How to speed up counting the occurences of a word in large files?

Question

I need to count the occurrences of the string "<page>" in a 104gb file, for getting the number of articles in a given Wikipedia dump. First, I've tried this.

grep -F '<page>' enwiki-20141208-pages-meta-current.xml | uniq -c

However, grep crashes after a while. Therefore, I wrote the following program. However, it only processes 20mb/s of the input file on my machine which is about 5% workload of my HDD. How can I speed up this code?

#include <iostream>
#include <fstream>
#include <string>

int main()
{
    // Open up file
    std::ifstream in("enwiki-20141208-pages-meta-current.xml");
    if (!in.is_open()) {
        std::cout << "Could not open file." << std::endl;
        return 0;
    }
    // Statistics counters
    size_t chars = 0, pages = 0;
    // Token to look for
    const std::string token = "<page>";
    size_t token_length = token.length();
    // Read one char at a time
    size_t matching = 0;
    while (in.good()) {
        // Read one char at a time
        char current;
        in.read(&current, 1);
        if (in.eof())
            break;
        chars++;
        // Continue matching the token
        if (current == token[matching]) {
            matching++;
            // Reached full token
            if (matching == token_length) {
                pages++;
                matching = 0;
                // Print progress
                if (pages % 1000 == 0) {
                    std::cout << pages << " pages, ";
                    std::cout << (chars / 1024 / 1024) << " mb" << std::endl;
                }
            }
        }
        // Start over again
        else {
            matching = 0;
        }
    }
    // Print result
    std::cout << "Overall pages: " << pages << std::endl;
    // Cleanup
    in.close();
    return 0;
}

Not the problem but you should read ["Why is iostream::eof inside a loop condition considered wrong?"](http://stackoverflow.com/questions/5605125/why-is-iostreameof-inside-a-loop-condition-considered-wrong). — Captain Obvlious, Dec 30 '14 at 00:02
Reading a line at a time might be better than a character at a time. I assume you're testing this in an optimized build, if not you should be. — Retired Ninja, Dec 30 '14 at 00:04
@RetiredNinja Wouldn't this be the same since reading a line internally requires looking at each char to find the `\n` character? — danijar, Dec 30 '14 at 00:06
@danijar I've always gotten better results reading larger chunks at a time. It may or may not help in your situation, and I don't have a spare 140gb file laying around to test it on. — Retired Ninja, Dec 30 '14 at 00:10
I would suggest @quantdev solution before trying to write something like this by hand. Getting speedups with handwritten code requires intimate knowledge of how to maximize streaming performance from spinning drives. — BlamKiwi, Dec 30 '14 at 00:32
Your bottleneck should be the file input. To increase performance, more data should be read into memory before searching. You may get some extra performance by having one thread reading in data into a buffer and another thread searching the buffer. — Thomas Matthews, Dec 30 '14 at 00:39

score 1 · Accepted Answer · answered Dec 30 '14 at 00:34

Assuming there are no insanely large lines in the file using something like

for (std::string line; std::getline(in, line); } {
    // find the number of "<page>" strings in line
}

is bound to be a lot faster! Reading each characters as a string of one character is about the worst thing you can possibly do. It is really hard to get any slower. For each character, there stream will do something like this:

Check if there is a tie()ed stream which needs flushing (there isn't, i.e., that's pointless).
Check if the stream is in good shape (except when having reached the end it is but this check can't be omitted entirely).
Call xsgetn() on the stream's stream buffer.
This function first checks if there is another character in the buffer (that's similar to the eof check but different; in any case, doing the eof check only after the buffer was empty removes a lot of the eof checks)
Transfer the character to the read buffer.
Have the stream check if it reached all (1) characters and set stream flags as needed.

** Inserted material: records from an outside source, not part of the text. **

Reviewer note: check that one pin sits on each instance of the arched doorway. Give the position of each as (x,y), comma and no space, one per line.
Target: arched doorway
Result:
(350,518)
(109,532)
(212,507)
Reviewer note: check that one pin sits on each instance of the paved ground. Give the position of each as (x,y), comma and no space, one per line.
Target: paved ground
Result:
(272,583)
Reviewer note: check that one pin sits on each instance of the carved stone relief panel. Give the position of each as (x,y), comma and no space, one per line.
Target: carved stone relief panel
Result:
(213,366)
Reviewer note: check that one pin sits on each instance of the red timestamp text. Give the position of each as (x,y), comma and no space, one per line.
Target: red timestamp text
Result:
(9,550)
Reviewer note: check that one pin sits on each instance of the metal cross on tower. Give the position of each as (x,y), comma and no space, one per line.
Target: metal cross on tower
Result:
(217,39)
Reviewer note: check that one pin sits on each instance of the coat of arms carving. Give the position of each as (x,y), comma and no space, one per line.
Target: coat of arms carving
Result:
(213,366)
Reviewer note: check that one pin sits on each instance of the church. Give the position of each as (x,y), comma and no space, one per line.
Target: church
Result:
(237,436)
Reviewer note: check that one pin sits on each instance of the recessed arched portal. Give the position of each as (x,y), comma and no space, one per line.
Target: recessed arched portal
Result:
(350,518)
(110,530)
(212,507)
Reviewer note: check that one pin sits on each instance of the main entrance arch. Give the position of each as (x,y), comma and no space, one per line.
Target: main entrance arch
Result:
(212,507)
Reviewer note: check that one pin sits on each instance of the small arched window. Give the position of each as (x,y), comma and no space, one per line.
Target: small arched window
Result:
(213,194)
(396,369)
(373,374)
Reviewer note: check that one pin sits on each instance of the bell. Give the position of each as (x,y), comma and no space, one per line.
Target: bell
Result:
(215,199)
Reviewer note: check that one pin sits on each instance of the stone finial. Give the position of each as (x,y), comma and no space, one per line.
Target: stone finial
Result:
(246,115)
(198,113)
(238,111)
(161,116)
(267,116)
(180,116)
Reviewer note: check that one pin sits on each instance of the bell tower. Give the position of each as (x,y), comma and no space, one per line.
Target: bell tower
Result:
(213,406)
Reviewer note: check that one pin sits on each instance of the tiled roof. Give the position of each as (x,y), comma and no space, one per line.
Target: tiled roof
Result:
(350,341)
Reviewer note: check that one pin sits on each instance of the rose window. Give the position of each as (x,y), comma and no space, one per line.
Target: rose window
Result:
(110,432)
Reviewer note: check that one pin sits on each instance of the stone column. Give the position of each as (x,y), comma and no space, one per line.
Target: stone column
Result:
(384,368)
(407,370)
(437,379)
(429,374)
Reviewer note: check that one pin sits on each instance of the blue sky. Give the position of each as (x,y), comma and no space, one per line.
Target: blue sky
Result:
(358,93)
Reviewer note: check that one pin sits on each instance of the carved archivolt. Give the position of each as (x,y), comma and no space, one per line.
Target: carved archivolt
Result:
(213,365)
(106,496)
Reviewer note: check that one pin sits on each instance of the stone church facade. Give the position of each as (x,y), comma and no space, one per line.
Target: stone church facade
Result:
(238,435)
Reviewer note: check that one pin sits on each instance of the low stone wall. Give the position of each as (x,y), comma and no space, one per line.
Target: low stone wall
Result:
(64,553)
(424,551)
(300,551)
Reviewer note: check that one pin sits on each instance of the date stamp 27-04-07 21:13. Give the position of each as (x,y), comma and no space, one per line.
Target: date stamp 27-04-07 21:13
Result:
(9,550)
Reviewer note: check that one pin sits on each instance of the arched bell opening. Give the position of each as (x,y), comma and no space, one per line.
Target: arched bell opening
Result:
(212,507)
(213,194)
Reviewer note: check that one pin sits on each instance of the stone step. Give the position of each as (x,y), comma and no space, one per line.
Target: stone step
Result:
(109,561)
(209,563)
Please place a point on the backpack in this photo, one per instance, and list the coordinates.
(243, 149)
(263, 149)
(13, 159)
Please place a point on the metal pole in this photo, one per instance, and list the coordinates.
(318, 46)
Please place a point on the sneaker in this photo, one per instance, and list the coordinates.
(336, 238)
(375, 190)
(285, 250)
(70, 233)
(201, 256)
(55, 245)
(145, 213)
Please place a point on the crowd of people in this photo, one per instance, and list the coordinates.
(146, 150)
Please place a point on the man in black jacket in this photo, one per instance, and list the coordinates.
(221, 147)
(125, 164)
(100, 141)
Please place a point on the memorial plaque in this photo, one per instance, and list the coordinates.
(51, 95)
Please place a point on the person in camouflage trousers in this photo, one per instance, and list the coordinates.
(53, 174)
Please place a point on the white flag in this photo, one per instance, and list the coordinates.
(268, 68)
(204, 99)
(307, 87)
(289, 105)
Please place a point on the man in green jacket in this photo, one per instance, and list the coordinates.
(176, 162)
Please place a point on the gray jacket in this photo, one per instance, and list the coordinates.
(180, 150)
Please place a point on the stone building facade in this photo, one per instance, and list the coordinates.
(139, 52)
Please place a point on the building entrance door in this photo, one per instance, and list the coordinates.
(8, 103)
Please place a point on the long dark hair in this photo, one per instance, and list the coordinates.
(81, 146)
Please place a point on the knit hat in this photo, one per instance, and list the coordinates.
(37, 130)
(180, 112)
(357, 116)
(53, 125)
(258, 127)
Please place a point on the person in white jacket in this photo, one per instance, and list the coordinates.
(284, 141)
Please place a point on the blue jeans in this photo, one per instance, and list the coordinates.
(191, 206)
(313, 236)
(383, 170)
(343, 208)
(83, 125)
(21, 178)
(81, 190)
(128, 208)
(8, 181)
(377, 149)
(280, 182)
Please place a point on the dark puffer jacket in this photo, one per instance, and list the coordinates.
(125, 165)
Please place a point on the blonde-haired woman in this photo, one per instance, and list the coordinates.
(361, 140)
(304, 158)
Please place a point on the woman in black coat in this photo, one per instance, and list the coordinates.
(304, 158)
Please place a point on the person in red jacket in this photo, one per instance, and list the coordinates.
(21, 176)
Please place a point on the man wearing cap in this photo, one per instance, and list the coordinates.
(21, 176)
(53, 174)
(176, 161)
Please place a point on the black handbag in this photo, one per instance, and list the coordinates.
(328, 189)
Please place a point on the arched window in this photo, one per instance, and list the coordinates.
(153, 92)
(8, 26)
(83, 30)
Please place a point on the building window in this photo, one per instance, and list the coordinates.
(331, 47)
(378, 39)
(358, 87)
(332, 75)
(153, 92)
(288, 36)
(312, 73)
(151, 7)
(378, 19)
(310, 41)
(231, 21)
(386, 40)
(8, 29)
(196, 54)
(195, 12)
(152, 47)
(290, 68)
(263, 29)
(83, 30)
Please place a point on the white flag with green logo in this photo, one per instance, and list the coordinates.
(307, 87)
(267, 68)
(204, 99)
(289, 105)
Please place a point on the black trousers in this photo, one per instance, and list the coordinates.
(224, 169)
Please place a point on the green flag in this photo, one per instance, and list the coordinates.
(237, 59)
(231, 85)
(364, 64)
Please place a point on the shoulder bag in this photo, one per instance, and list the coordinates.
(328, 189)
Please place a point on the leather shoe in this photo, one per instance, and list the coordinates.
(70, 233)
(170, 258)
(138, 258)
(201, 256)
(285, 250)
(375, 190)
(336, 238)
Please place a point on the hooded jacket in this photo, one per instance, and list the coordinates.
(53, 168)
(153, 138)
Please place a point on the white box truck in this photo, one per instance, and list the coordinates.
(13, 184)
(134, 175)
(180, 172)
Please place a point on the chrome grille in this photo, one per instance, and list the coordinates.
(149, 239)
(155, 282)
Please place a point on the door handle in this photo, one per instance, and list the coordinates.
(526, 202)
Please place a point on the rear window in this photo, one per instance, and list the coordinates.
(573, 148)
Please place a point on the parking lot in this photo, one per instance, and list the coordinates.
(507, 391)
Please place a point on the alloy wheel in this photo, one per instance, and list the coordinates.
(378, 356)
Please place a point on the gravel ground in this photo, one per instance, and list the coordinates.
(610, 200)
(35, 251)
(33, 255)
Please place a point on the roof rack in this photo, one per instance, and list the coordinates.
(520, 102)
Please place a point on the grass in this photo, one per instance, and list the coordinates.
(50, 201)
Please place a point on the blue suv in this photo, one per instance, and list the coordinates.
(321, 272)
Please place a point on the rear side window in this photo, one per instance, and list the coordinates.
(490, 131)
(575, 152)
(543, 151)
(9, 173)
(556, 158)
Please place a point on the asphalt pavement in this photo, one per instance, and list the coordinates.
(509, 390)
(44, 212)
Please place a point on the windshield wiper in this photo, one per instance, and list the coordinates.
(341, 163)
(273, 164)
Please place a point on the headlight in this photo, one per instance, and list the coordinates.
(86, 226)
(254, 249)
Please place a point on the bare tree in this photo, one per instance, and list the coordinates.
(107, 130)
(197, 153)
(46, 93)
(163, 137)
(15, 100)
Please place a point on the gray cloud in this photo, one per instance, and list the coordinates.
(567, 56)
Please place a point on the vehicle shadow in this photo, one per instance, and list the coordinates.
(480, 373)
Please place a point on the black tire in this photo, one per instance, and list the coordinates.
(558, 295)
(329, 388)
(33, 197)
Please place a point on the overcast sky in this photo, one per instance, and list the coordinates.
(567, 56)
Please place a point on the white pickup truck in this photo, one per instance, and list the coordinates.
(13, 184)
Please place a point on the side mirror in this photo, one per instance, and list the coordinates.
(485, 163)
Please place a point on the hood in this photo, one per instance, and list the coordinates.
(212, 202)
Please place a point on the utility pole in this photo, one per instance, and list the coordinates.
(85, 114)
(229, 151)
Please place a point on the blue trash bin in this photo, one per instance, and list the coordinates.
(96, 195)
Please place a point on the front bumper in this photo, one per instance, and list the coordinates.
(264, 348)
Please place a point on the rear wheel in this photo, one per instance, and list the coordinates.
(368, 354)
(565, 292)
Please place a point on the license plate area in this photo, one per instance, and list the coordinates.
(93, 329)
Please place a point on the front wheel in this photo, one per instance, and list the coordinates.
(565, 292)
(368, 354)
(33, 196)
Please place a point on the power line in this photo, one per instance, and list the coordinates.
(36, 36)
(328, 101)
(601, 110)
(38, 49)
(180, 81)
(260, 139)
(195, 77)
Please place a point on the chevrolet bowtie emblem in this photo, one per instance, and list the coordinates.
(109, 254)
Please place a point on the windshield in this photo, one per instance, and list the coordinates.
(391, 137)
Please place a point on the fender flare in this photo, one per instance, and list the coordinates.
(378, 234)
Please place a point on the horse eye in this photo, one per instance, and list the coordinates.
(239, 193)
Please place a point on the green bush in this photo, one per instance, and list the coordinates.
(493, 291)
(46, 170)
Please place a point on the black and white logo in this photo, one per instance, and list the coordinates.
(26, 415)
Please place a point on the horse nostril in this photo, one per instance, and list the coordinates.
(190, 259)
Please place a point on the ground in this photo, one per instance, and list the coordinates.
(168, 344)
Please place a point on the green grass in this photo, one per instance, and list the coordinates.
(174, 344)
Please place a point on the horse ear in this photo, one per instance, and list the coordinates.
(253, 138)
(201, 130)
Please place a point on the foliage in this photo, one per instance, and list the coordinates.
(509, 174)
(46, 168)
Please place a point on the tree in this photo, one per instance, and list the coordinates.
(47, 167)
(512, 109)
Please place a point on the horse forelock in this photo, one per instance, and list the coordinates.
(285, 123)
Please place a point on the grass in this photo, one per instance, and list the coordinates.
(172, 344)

There is a lot of waste in there!

I can't really imagine why grep would fail except that some line blows massively over the expected maximum line length. Although the use of std::getline() and std::string() is likely to have a much bigger upper bound, it is still not effective to process huge lines. If the file may contain lines which are massive, it may be more reasonable to use something along the lines of this:

for (std::istreambuf_iterator<char> it(in), end;
     (it = std::find(it, end, '<') != end; ) {
    // match "<page>" at the start of of the sequence [it, end)
}

For a bad implementation of streams that's still doing too much. Good implementations will do the calls to std::find(...) very efficiently and will probably check multiple characters at one, adding a check and loop only for something like every 16th loop iteration. I'd expect the above code to turn your CPU-bound implementation into an I/O-bound implementation. Bad implementation may still be CPU-bound but it should still be a lot better.

In any case, remember to enable optimizations!

Thank you, reading lines is a huge improvement. I get 115mb/s now. However, this is still results in just 25% of HDD activation time. What do you mean by massive lines? I believe that whole Wikipedia articles are stored in a single line. — danijar, Dec 30 '14 at 01:07
When a line is bigger than the available caches, it will be read into the cache, evicted, and brought back to look for the string. That's not great if it sometime happens but it is bad if it happens frequently. If the line is even bigger than main memory available, it will even be evicted from memory and read multiple times. For lines with a typical length of a few kB that's probably OK, for lines with a few MB it is probably already bad. — Dietmar Kühl, Dec 30 '14 at 01:12
Can't I just read fixed size chunks so that line length doesn't matter anymore? I'd be fine reading though `\n` like any other character. — danijar, Dec 30 '14 at 01:21
Sure, you can read fixed sized chunks. Remember, however, that you need to check if there is `""` which is split across two pages. Also, doing so will need to copy the buffer to a new location. Using `std::find()` with `std::istreambuf_iterator` can locate the the start character in the stream buffer's buffer avoiding an extra copy. — Dietmar Kühl, Dec 30 '14 at 01:25
Great, checking for tokens that are split across two chunks is no problem with my algorithm. I just have to keep the value of `matching` between chunks. Fixed sized chunks give me 140mb/s and 90% disk active time. I think that's as far as I can get, or do you have another idea? — danijar, Dec 30 '14 at 01:51
I'd still go with the use of `std::istreambuf_iterator` and use an implementation which has this operation optimized. If necessary, I'd just use my own implementation of IOStreams and optimize that operation (of course, I may have an advantage as I have already implemented my own IOStreams library...). — Dietmar Kühl, Dec 30 '14 at 02:34

Retired Ninja · Answer 2 · 2014-12-30T01:34:47.387

I'm using this file to test with: http://dumps.wikimedia.org/enwiki/latest/enwiki-latest-pages-meta-current1.xml-p000000010p000010000.bz2

It takes roughly 2.4 seconds versus 11.5 using your code. The total character count is slightly different due to not counting newlines, but I assume that's acceptable since it's only used to display progress.

void parseByLine()
{
    // Open up file
    std::ifstream in("enwiki-latest-pages-meta-current1.xml-p000000010p000010000");
    if(!in)
    {
        std::cout << "Could not open file." << std::endl;
        return;
    }
    size_t chars = 0;
    size_t pages = 0;
    const std::string token = "<page>";

    std::string line;
    while(std::getline(in, line))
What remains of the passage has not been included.